Подложив под себя свернутое пальто, Отто сидел на низеньком мраморном надгробии и держал тарелку на коленях. Его обед состоял из пресных лепешек, дикого количества масла и сыра и целого стога трав, которые он пригоршнями нарвал в заросшем огороде и принес сюда в картонной коробке. Я вспомнил, что он всегда любил зелень. Кормить Отто было все равно что кормить слона или гориллу. Его изрядный размер требовал целой груды зелени каждый день. Карманным ножиком, зажатым в пухлых красных пальцах, он намазал на лепешку кусок масла размером с шарик для пинг-понга, поверх сей масляной сферы был водружен конус сыра такого же веса, а к сыру приделаны пушистые веточки мяты и душицы, которые Отто выхватил из зеленой груды в коробке, искусно избегая кусочков обычной травы, крестовника, сныти и прочей малосъедобной дребедени, которую, несомненно, содержал наспех собранный гербарий. Его жующий рот оставался открытым, демонстрируя смесь теста и травы в процессе ее превращения в кашицу. Большая часть смеси попала по назначению.

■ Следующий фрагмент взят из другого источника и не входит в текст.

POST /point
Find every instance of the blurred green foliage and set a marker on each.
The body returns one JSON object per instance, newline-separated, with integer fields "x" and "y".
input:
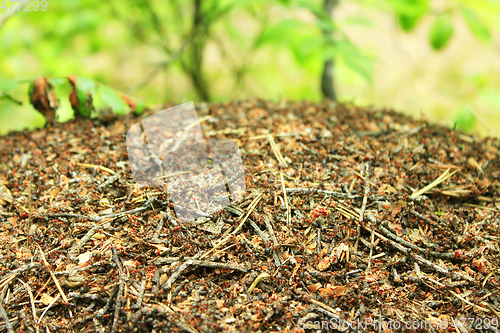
{"x": 205, "y": 49}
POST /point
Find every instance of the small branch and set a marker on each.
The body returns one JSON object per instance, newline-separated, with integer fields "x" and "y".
{"x": 367, "y": 190}
{"x": 5, "y": 318}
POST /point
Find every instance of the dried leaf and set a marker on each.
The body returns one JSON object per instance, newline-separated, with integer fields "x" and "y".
{"x": 5, "y": 195}
{"x": 46, "y": 299}
{"x": 43, "y": 97}
{"x": 324, "y": 263}
{"x": 332, "y": 291}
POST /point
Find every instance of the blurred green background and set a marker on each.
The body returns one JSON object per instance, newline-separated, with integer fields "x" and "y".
{"x": 432, "y": 59}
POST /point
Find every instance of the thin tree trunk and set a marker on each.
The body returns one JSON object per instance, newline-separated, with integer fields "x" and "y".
{"x": 327, "y": 79}
{"x": 195, "y": 67}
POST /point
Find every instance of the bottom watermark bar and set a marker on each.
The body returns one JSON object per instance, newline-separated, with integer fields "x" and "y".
{"x": 390, "y": 324}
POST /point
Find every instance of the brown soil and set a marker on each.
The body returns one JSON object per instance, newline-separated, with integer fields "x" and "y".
{"x": 84, "y": 249}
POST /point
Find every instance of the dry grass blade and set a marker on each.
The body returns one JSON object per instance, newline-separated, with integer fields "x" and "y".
{"x": 56, "y": 281}
{"x": 276, "y": 151}
{"x": 262, "y": 276}
{"x": 435, "y": 183}
{"x": 32, "y": 299}
{"x": 288, "y": 215}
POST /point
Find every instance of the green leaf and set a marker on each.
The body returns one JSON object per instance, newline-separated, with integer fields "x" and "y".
{"x": 476, "y": 25}
{"x": 84, "y": 87}
{"x": 10, "y": 99}
{"x": 408, "y": 22}
{"x": 465, "y": 120}
{"x": 409, "y": 12}
{"x": 140, "y": 107}
{"x": 111, "y": 98}
{"x": 355, "y": 59}
{"x": 62, "y": 89}
{"x": 284, "y": 32}
{"x": 7, "y": 85}
{"x": 441, "y": 32}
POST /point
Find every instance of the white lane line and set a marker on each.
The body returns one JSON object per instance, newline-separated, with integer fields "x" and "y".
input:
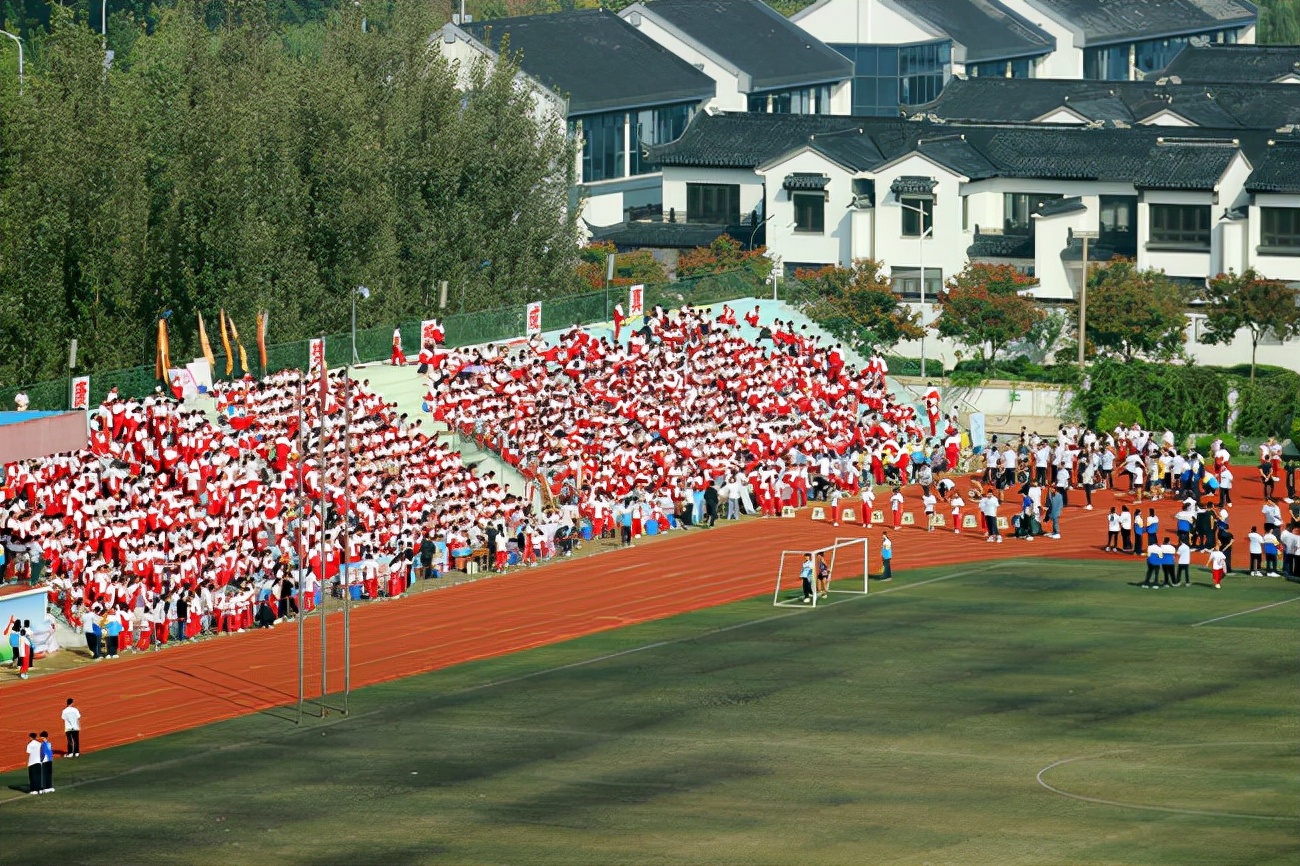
{"x": 1165, "y": 809}
{"x": 1243, "y": 613}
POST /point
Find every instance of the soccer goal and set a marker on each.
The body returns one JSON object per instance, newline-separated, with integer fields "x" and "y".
{"x": 845, "y": 572}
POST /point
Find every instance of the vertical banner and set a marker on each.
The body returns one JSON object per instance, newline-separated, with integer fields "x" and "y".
{"x": 976, "y": 424}
{"x": 534, "y": 319}
{"x": 316, "y": 354}
{"x": 81, "y": 393}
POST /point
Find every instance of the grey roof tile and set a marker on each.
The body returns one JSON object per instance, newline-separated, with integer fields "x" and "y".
{"x": 986, "y": 29}
{"x": 757, "y": 39}
{"x": 598, "y": 60}
{"x": 1109, "y": 21}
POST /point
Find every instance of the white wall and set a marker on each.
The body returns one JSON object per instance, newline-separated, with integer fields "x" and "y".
{"x": 862, "y": 22}
{"x": 945, "y": 249}
{"x": 833, "y": 245}
{"x": 1274, "y": 267}
{"x": 675, "y": 180}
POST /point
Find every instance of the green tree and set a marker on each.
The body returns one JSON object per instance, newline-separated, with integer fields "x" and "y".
{"x": 1252, "y": 302}
{"x": 858, "y": 304}
{"x": 1135, "y": 312}
{"x": 986, "y": 307}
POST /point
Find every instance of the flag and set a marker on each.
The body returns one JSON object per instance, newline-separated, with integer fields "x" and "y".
{"x": 243, "y": 355}
{"x": 81, "y": 393}
{"x": 261, "y": 338}
{"x": 206, "y": 345}
{"x": 225, "y": 345}
{"x": 163, "y": 360}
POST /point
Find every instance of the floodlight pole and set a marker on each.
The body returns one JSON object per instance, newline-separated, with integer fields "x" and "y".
{"x": 1083, "y": 293}
{"x": 298, "y": 540}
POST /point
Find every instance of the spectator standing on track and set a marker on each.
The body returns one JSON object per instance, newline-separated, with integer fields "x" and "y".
{"x": 1218, "y": 567}
{"x": 988, "y": 507}
{"x": 33, "y": 763}
{"x": 1183, "y": 554}
{"x": 72, "y": 730}
{"x": 47, "y": 763}
{"x": 1056, "y": 503}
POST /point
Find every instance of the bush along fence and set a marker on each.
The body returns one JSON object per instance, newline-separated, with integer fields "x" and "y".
{"x": 375, "y": 343}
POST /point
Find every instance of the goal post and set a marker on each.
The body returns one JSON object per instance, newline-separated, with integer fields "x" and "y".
{"x": 844, "y": 564}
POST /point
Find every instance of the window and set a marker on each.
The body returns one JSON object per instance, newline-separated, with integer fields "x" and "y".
{"x": 602, "y": 146}
{"x": 1018, "y": 209}
{"x": 888, "y": 76}
{"x": 918, "y": 216}
{"x": 1279, "y": 230}
{"x": 809, "y": 212}
{"x": 1118, "y": 217}
{"x": 1106, "y": 64}
{"x": 1181, "y": 226}
{"x": 715, "y": 203}
{"x": 1155, "y": 55}
{"x": 657, "y": 126}
{"x": 906, "y": 281}
{"x": 804, "y": 100}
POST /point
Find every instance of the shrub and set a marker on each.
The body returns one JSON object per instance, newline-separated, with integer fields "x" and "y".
{"x": 1119, "y": 414}
{"x": 1230, "y": 442}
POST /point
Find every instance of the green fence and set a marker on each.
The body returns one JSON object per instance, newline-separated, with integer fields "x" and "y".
{"x": 376, "y": 343}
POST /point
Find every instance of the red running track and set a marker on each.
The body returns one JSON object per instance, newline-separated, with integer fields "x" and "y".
{"x": 185, "y": 687}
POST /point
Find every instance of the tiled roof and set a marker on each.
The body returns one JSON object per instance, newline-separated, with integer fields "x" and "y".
{"x": 1109, "y": 21}
{"x": 1277, "y": 170}
{"x": 1127, "y": 102}
{"x": 1058, "y": 207}
{"x": 1238, "y": 64}
{"x": 681, "y": 236}
{"x": 1122, "y": 155}
{"x": 1184, "y": 164}
{"x": 749, "y": 139}
{"x": 757, "y": 39}
{"x": 986, "y": 29}
{"x": 598, "y": 60}
{"x": 913, "y": 185}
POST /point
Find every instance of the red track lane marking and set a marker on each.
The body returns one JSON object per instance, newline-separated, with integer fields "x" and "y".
{"x": 182, "y": 688}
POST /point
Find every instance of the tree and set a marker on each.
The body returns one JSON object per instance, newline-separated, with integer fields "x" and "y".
{"x": 1135, "y": 312}
{"x": 1251, "y": 302}
{"x": 858, "y": 304}
{"x": 984, "y": 307}
{"x": 724, "y": 254}
{"x": 629, "y": 268}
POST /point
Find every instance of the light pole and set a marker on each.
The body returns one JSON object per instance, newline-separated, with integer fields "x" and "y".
{"x": 921, "y": 241}
{"x": 20, "y": 56}
{"x": 363, "y": 293}
{"x": 1083, "y": 291}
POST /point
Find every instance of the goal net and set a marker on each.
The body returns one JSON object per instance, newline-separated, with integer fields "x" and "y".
{"x": 807, "y": 576}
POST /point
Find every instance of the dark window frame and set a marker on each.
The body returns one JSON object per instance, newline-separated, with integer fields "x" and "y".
{"x": 809, "y": 212}
{"x": 1179, "y": 228}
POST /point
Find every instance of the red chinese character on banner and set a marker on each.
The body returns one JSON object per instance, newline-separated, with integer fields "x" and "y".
{"x": 81, "y": 392}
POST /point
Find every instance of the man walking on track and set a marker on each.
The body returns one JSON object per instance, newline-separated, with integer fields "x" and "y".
{"x": 72, "y": 730}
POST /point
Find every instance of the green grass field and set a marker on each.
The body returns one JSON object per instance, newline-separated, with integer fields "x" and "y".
{"x": 904, "y": 727}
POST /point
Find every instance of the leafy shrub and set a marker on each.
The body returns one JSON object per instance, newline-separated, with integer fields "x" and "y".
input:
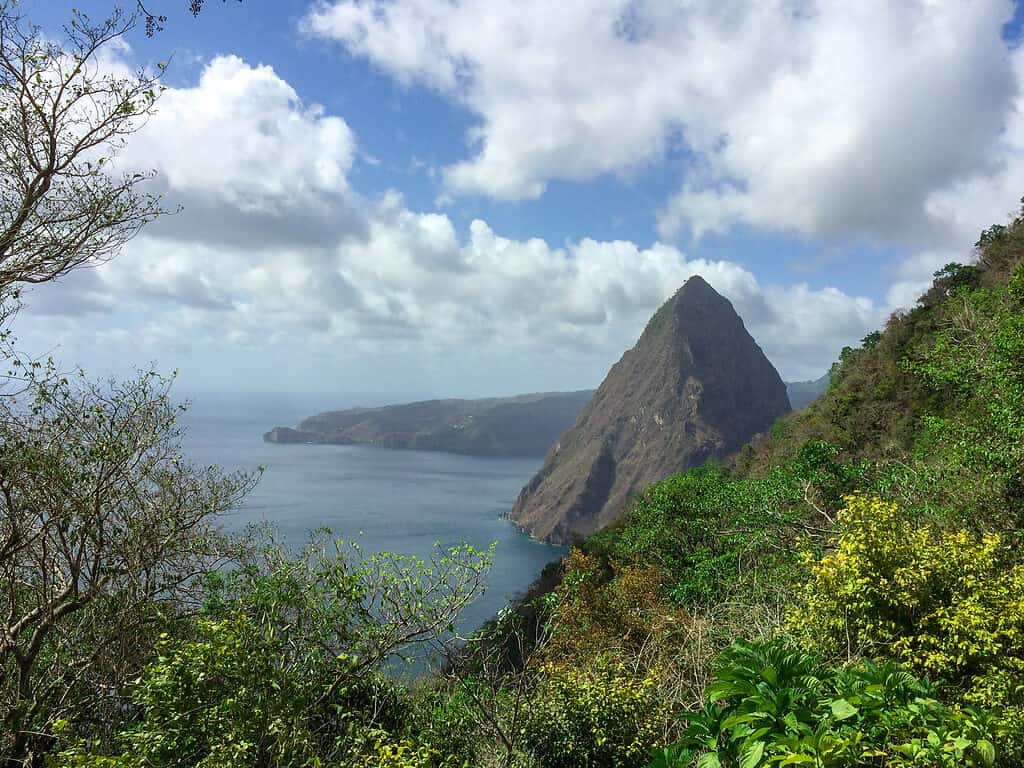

— Странно, не правда ли, — пробормотал он, и изо рта у него полетели крошки, — что мы оба практически вегетарианцы. Я — овощная душа, а ты — фруктовая. Думаю, это как-то связано с Лидией. Как и почти все, что нас касается!
Я действительно был вегетарианцем, хотя больше благодаря вкусам и инстинкту, нежели каким-то принципам. Обуздав привычку ходить туда-сюда, я присел на рабочий стол, поскольку не хотел поднимать разноцветную каменную пыль с пола. У меня очень чувствительный нос.
— Отто…
— Боже, я, кажется, только что проглотил пушистую гусеницу! Бедный маленький вредитель. Как по-твоему, я не отравлюсь? Интересно, каково быть съеденным? Хотя нам ли этого не знать? О господи!
— Отто…
— Ладно, ладно. Со многим надо разобраться. Например, с надгробием Лидии, та еще задача. О боже!
— Это на твое усмотрение, — сказал я. — Пиши на нем что хочешь. Мне все равно. Да и ей теперь тоже.
Чуть раньше мы обсуждали, делать ли на нем какое-то особое посвящение и должно ли оно содержать слова «жена» и «мать». Этих слов Лидия терпеть не могла.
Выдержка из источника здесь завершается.